Experimental Targeted Therapy Pill Extends Lives of Patients with Metastatic Renal Cell Carcinoma


A phase 3 clinical trial investigating Fotivda improved chances of preventing disease progression in patients with kidney cancer compared with Nexavar.

When John Floyd received a stage 4 renal cell carcinoma (RCC) diagnosis, he had surgery to remove his right kidney and then tried different chemotherapy medications. When those therapies didn’t work, Floyd sought a second opinion at City of Hope in Duarte, California.

Experts there suggested he enroll in a phase 3 clinical trial that was investigating an experimental targeted therapy in patients with kidney cancer who have already tried two or three different treatments — patients just like Floyd.

In the trial, more than 300 patients with metastatic RCC were randomly chosen to receive Fotivda (tivozanib) or Nexavar (sorafenib) for a median of 19 months. While Nexavar is already approved by the Food and Drug Administration (FDA), Fotivda, an oral VEGFR inhibitor that stops the growth of new blood vessels that fuel tumors, is not.

The patients, who were a median age of 63, were recruited from more than 120 centers in 12 different countries. Treatment began in May 2016.

At one year, progression-free survival (PFS), or the time a patient’s disease does not worsen, was 28% with Fotivda compared with 11% treated with Nexavar. Fotivda also improved PFS at two years, with 18% of patients not worsening compared with 5% in the Nexavar group. “The therapeutic benefit of tivozanib appeared to extend to patients who had received checkpoint inhibitors and those who were treated with two previous blood vessel growth inhibitors,” according to a press release.

Floyd is one of those patients. The 76-year-old was chosen to be part of the Fotivda group and has been on the experimental medication for nearly four years. It has stopped the spread of his cancer.

“I was really happy to be asked to participate in the clinical trial because I had already undergone treatment with three different forms of chemotherapy and all of them were failures,” Floyd said in an interview with CURE®. “I looked at it as an opportunity to try something different.
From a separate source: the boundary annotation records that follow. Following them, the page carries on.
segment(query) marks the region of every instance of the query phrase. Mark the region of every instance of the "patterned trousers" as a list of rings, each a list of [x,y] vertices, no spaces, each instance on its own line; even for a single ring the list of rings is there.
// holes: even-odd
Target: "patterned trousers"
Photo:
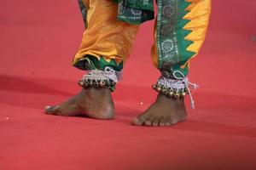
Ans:
[[[111,66],[121,71],[139,24],[118,20],[123,8],[113,0],[79,2],[85,30],[73,65],[82,70]],[[136,8],[131,11],[134,16],[142,14]],[[210,13],[211,0],[157,1],[151,57],[162,75],[172,77],[173,71],[180,71],[187,76],[191,59],[203,44]]]

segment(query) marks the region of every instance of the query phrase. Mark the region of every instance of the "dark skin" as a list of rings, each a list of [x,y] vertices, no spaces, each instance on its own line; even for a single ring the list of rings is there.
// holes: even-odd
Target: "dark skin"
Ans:
[[[88,116],[96,119],[113,119],[113,102],[108,88],[90,88],[59,105],[45,107],[49,115]],[[184,99],[169,98],[159,94],[146,111],[132,121],[136,126],[172,126],[186,120]]]

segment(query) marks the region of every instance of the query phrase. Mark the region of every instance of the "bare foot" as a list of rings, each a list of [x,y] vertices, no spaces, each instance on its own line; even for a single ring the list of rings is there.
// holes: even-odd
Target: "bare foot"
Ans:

There was some reluctance initially, but then when I thought about it there really wasn’t any other choice to make.”

RCC is the most common form of kidney cancer. It affects more than 70,000 people in the United States each year, more often men than women.

At the study’s end, 70 patients (40%) in the Fotivda group and 82 patients (47%) in the Nexavar group saw their disease progress, according to findings published in The Lancet Oncology.

“This agent has shown in clinical trials to be effective in delaying cancer growth beyond established standards for patients who have returning kidney cancer,” said Dr. Sumanta Pal, a medical oncologist at City of Hope and co-lead author of the study. “Although there are many options for patients with kidney cancer today, most are intended for first- and second-line therapy. We need a treatment that works for kidney cancer patients who have failed several lines of therapy.”

The most common treatment-related side effects were hypertension (20% of patients treated with Fotivda and 14% of patients treated with Nexavar). Serious treatment-related side effects were seen in 11% of patients in the Fotivda group and 10% in the Nexavar group.

The medication has stopped Floyd’s chronic cough and the blood that would come up with it. However, during the middle of his treatment cycle — he is on the pill for 21 days, then off for a week — Floyd experiences nausea and loss of appetite, loss of energy and diarrhea.

“It’s a small price to pay when the cancer has remained static in the 44 months that I’ve been taking (the medication),” Floyd said.

Aveo Oncology, the maker of Fotivda, plans to submit a new drug application to the FDA in early 2020 to hopefully lead to an approval that will allow this pill to be used by patients who have stopped responding to treatment or whose disease has progressed.